Automotive Intelligence - the web for automotive professionals and car enthusiasts
June 27, 2007
To support the new vehicle launch, Ford invested $70 million in Chicago Assembly for a “rough road” test track as well as new equipment, tooling and ergonomic improvements. Additionally, the company spent $50 million at Chicago Stamping Plant for new dies to support sheet metal changes on the trio of vehicles.
These investments are important for winning customers who want sedans or crossovers that offer even better performance, safety and design, said Mark Fields, president of The Americas, Ford Motor Company.
“Taurus is one of America’s most storied nameplates,” he said. “Nearly 7 million Ford Taurus sedans have been built since 1985, and half of those are still on the road today. The team at Chicago Assembly is working hard to deliver a whole new generation of vehicles that moves people both physically and emotionally.”
Sentiment is a key part of the Taurus marketing strategy, which is driven by the vehicle’s safety performance and the nameplate’s long-standing position as a family sedan.
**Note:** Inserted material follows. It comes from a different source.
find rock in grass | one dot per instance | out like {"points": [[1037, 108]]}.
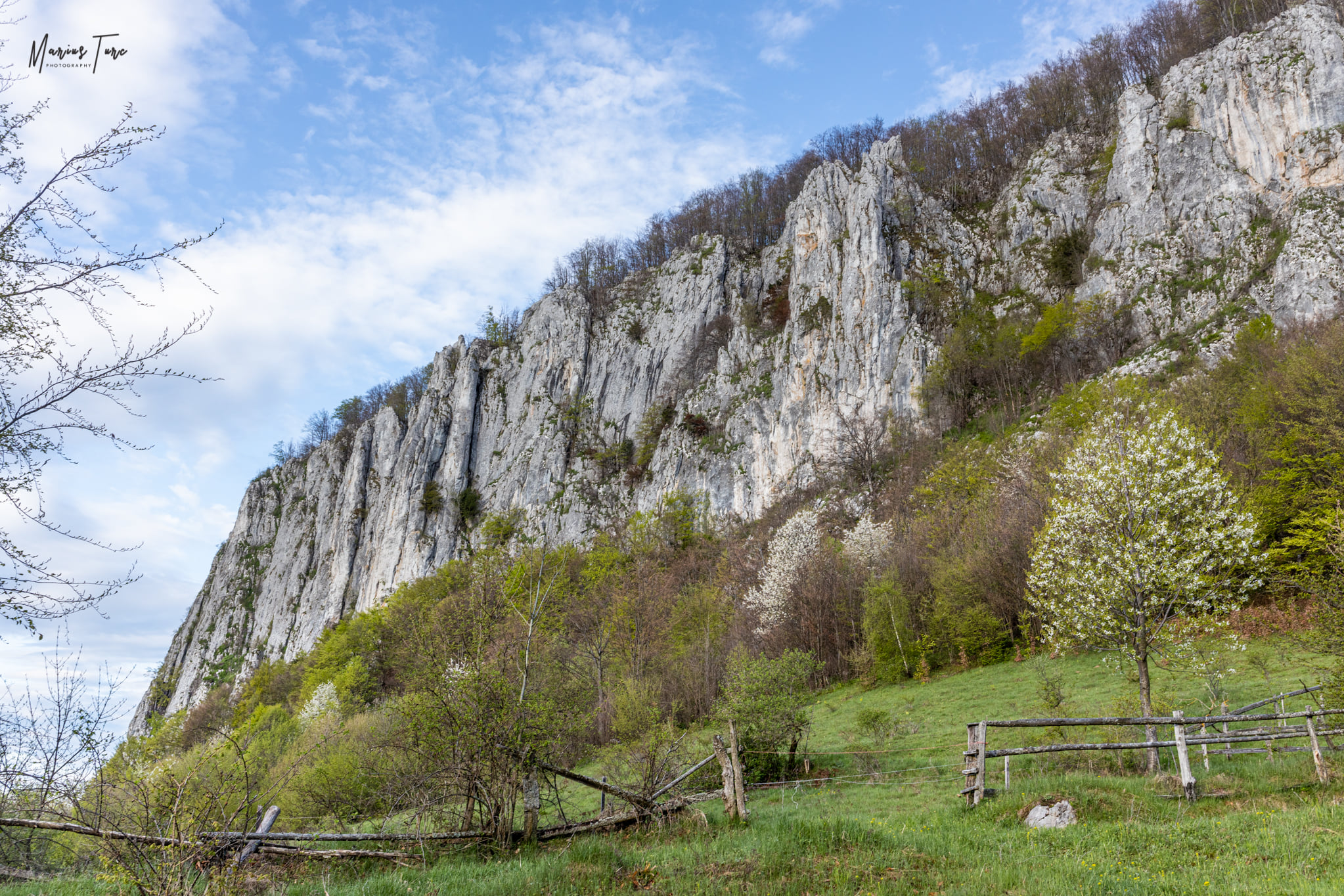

Fields showed the Chicago work force a new Taurus television ad, which began airing Monday. During the spot, a father watches his son grow from learning to ride a bicycle to getting behind the wheel of his first car. Meanwhile, a voiceover reminds viewers: “We’re the car company with more five-star crash test ratings than anybody in the country.”
The new Taurus boasts other strengths as well. With a starting price under $24,000, Taurus is priced thousands less than other sedans, including Toyota Avalon and Chrysler 300. In addition, Taurus residuals are as much as 10 points higher than its domestic competitors and match the best scores of the Japanese sedans.
Under the hood, the all-new PZEV-certified 3.5 liter V-6 delivers 30 percent more horsepower and mates to a new, smoother-shifting 6-speed transmission. All-wheel drive also is available.
Chicago Assembly Plant Manager Anthony Hoskins believes a strong launch and build quality will only add to the vehicles’ customer appeal.
Chicago Assembly Plant opened in 1924. It has 2,277 employees. Over the years, a series of 14 major expansions have seen the plant grow from 640,000 square feet to 2.8 million square feet. The plant became a flexible manufacturing site in 2004, when it was retooled for the launch of the 2005 Ford Five Hundred and Mercury Montego.